Kisah Nyata: Dua Ekor Anak Kucing yang Semakin Besar Bak Kambing Jantan
Langkat/FMP – Di era tahun lima puluhan, di sebuah kawasan yang kini dikenal sebagai Kelurahan Sei Bilah, Kecamatan Sei Lepan, Kabupaten Langkat, Sumatera Utara, tersimpan sebuah cerita unik yang masih diingat oleh beberapa warga tua di sekitar daerah tersebut.
Dahulu, tempat itu masih berupa hutan bakau yang rimbun dengan segelintir rumah penduduk.
Salah satu penghuninya adalah pasangan suami istri, Nenek Munah dan Ilyas, yang tinggal di sebuah rumah panggung sederhana.
Pasangan ini memelihara seekor kucing belang tiga, seperti kebanyakan orang pada zaman itu.
Sang kucing melahirkan dua ekor anak yang tampak biasa saja pada awalnya. Nenek Munah dengan penuh kasih merawat kedua anak kucing tersebut hingga tumbuh besar.
Namun, seiring berjalannya waktu, sesuatu yang tak lazim terjadi. Kedua anak kucing itu tumbuh dengan ukuran tubuh yang tak wajar, bahkan lebih besar dari induknya.
Perilaku mereka pun menjadi aneh. Kedua kucing itu sering bermain kejar-kejaran di dalam rumah, menyebabkan rumah panggung milik Nenek Munah bergetar seolah diguncang gempa.
Merasa terganggu dan mulai khawatir, Nenek Munah akhirnya menegur kedua kucing itu.

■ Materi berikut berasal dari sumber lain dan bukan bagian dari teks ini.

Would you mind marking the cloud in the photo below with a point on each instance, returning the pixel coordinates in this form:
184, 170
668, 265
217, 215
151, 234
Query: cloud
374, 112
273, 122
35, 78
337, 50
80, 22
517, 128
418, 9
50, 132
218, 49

“Wahai kucing belang tiga, anakku. Pergilah ke dalam hutan. Jangan tinggal di rumahku lagi. Tapi jika kamu lapar, datanglah, dan aku akan memberikanmu makan,” ucapnya.
Anehnya, kedua kucing itu seperti mengerti ucapan sang nenek.
Mereka meninggalkan rumah dan pergi ke dalam hutan.
Namun, setiap malam Jumat, kucing-kucing itu kembali ke rumah, menunggu di bawah kolong rumah panggung
Sesuai janjinya, Nenek Munah selalu turun membawa sesaji berupa kue tujuh warna, bunga tujuh warna, dan wewangian kemenyan untuk memberi makan mereka.
Seiring waktu, daerah itu berubah.
Hutan bakau dibuka menjadi pemukiman, tambak, dan akhirnya menjadi lokasi perkuburan Muslim Sei Bilah. Nenek Munah pun telah tiada, meninggalkan cerita ini kepada anak cucunya.
Namun, kisah tentang kedua kucing besar itu tidak berakhir di sana.
Dikatakan, ketika salah satu keturunan Nenek Munah menghadapi kesulitan atau disakiti, salah satu anggota keluarga sering kerasukan.
Saat kerasukan, orang tersebut akan menunjukkan perilaku mirip kucing besar: memanjat dinding, mendesis seperti harimau, dan mengeluarkan suara garang.
Dalam kondisi ini, sosok yang dirasuki konon akan berkata, “Jangan sakiti anak cucuku. Jangan ganggu mereka.”
Untuk menghentikan kerasukan tersebut, keluarga harus membuat sesaji seperti yang dulu dilakukan oleh Nenek Munah: kue tujuh warna, bunga tujuh warna, dan kemenyan sebagai simbol perdamaian.
Cerita ini menjadi legenda yang hidup di kalangan masyarakat Sei Bilah, dikenang sebagai contoh dari “puaka” atau makhluk peliharaan yang diwariskan oleh generasi terdahulu.
Bagaimanapun, cerita ini mengingatkan kita akan hubungan unik antara manusia dan hewan yang terkadang melampaui nalar.